Moldovan police say they foiled Russia-backed plot to create ‘mass disorder’


Police in Moldova said they foiled a plot by groups of Russia-backed actors who were trained to cause mass unrest during a Sunday protest against the country’s new pro-Western government.

The head of Moldova’s police, Viorel Cernauteanu, said in a news conference that an undercover agent had infiltrated groups of “diversionists,” including some Russian citizens. They were allegedly promised $10,000 US to organize “mass disorder” during the protest in the capital, Chisinau, he added.

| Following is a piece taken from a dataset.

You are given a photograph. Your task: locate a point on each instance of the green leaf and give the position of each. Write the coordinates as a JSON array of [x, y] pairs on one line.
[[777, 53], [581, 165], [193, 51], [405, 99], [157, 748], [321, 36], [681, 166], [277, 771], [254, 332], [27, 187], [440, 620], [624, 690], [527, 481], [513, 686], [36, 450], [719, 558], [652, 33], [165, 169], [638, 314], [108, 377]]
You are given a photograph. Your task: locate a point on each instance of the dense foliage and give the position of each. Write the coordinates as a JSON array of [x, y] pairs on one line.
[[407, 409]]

Seven people were detained.

Separately, police said they arrested 54 protesters, including 21 minors, who exhibited “questionable behaviour” or were found to be carrying prohibited items, including at least one knife.

The protest Sunday is one of several held in recent weeks organized by a group calling itself Movement for the People, which is backed by Moldova’s Russia-friendly Shor Party, which holds six seats in the country’s 101-seat legislature.

The demonstrators are demanding that the government fully cover the costs of winter energy bills and to “not involve the country in war.” They have repeatedly called on President Maia Sandu to step down.

People wave flags during a protest in Chisinau on Sunday. (Aurel Obreja/The Associated Press)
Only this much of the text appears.